REPUBLIKA.CO.ID, JAKARTA -- Ahli Hukum Tata Negara Yusril Ihza Mahendra mengatakan Mahkamah Konstitusi harus memutus Perselisihan Hasil Pemilihan Umum (PHPU) Presiden dan Wakil Presiden (Sengketa Pilpres) 2014 secara adil dan bijaksana, agar presiden dan wakil presiden harus memerintah dengan legitimasi rakyat.
"Tanpa adanya legitimasi rakyat, maka pemerintahan selanjutnya akan akan berhadapan dengan krisis legitimasi yang juga akan memicu instabilitas politik nasional," kata Yusril, saat memberikan keterangan sebagai ahli dalam sidang Sengketa Pilpres di MK, Jumat (15/8).
Untuk itu, Yusril meminta majelis hakim memeriksa keterangan saksi secara detil dan mencermati bukti yang diajukan secara teliti dan bijaksana sebelum memberikan putusan.
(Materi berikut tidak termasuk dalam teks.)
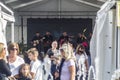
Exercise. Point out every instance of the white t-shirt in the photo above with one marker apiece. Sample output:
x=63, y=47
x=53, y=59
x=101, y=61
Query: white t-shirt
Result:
x=65, y=73
x=14, y=67
x=34, y=65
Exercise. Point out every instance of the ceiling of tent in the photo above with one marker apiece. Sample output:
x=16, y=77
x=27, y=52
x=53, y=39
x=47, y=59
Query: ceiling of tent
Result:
x=19, y=4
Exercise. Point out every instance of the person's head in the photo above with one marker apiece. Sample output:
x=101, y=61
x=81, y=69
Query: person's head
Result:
x=37, y=34
x=79, y=34
x=13, y=49
x=24, y=70
x=66, y=51
x=32, y=53
x=2, y=50
x=47, y=33
x=80, y=49
x=54, y=44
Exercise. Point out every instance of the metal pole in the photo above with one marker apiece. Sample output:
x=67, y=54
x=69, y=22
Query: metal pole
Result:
x=22, y=29
x=118, y=36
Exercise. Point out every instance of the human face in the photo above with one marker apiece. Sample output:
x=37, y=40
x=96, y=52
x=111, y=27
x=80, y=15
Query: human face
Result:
x=31, y=56
x=25, y=70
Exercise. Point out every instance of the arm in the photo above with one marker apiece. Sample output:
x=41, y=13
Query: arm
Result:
x=72, y=72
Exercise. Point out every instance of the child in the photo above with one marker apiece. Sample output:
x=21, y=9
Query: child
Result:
x=24, y=72
x=35, y=63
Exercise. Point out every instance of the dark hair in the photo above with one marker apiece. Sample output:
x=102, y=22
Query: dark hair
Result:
x=79, y=46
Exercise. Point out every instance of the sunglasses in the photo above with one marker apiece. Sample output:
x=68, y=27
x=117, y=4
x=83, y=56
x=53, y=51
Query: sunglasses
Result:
x=13, y=49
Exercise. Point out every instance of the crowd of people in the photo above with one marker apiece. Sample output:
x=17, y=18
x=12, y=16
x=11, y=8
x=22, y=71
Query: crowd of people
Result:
x=49, y=59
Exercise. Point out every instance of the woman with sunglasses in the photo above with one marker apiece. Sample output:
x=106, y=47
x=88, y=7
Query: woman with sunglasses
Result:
x=4, y=69
x=13, y=59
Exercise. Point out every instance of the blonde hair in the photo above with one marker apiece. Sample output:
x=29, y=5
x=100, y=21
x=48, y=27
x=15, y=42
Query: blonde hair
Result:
x=1, y=49
x=33, y=51
x=67, y=49
x=12, y=45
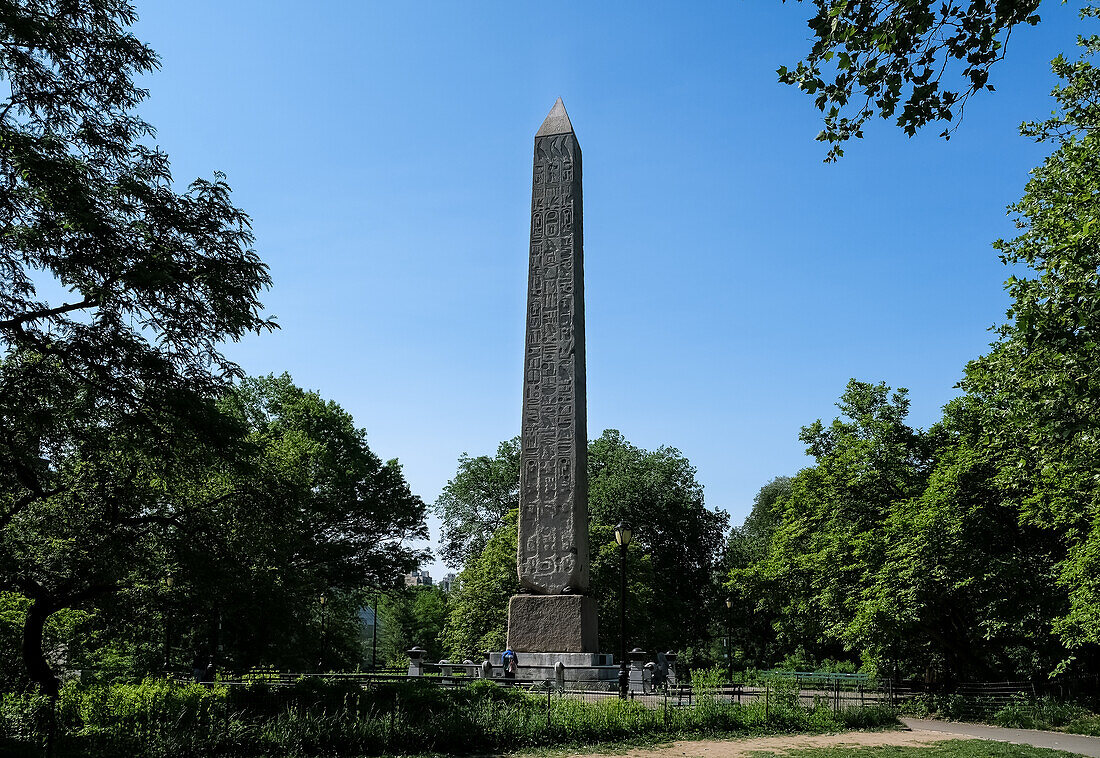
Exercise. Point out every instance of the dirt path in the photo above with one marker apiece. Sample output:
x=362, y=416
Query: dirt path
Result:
x=779, y=744
x=1057, y=740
Menurut Yusril, sudah waktunya MK menangani sengketa pemilu, khususnya pilpres, di lingkup substansi yang memastikan prinsip luber dan jurdil telah dilaksanakan dengan baik.
"Seperti misalnya MK di Thailand yang dapat menilai apakah pemilu konstitusional atau tidak konstitusional. Itu terkait legalitas pemilu itu sendiri," ujar Yusril, menjelaskan.
Dalam sidang lanjutan sengketa Pilpres dari pemohon (pasangan calon presiden dan wakil presiden Prabowo Subianto - Hatta Rajasa), pihak termohon (KPU) dan pihak terkait (pasangan calon presiden dan wakil presiden Joko Widodo - Jusuf Kalla).
Pemohon menghadirkan saksi ahli, yakni Prof Dr Yusril Ihza Mahendra, Dr Irman Putra Sidin, Dr Margarito Kamis, Said Salahudin, Dr A Rasyid Saleh dan Dr Marwah Daud Ibrahim.
Sedangkan pihak termohon menghadirkan Prof Dr Erman Rajagukguk, mantan hakim MK Dr Harjono, Prof Dr Ramlan Surbakti dan Didik Supriyanto, sementara Pihak Terkait, yakni Prof Dr Saldi Isra dan Bambang Eka Cahyana.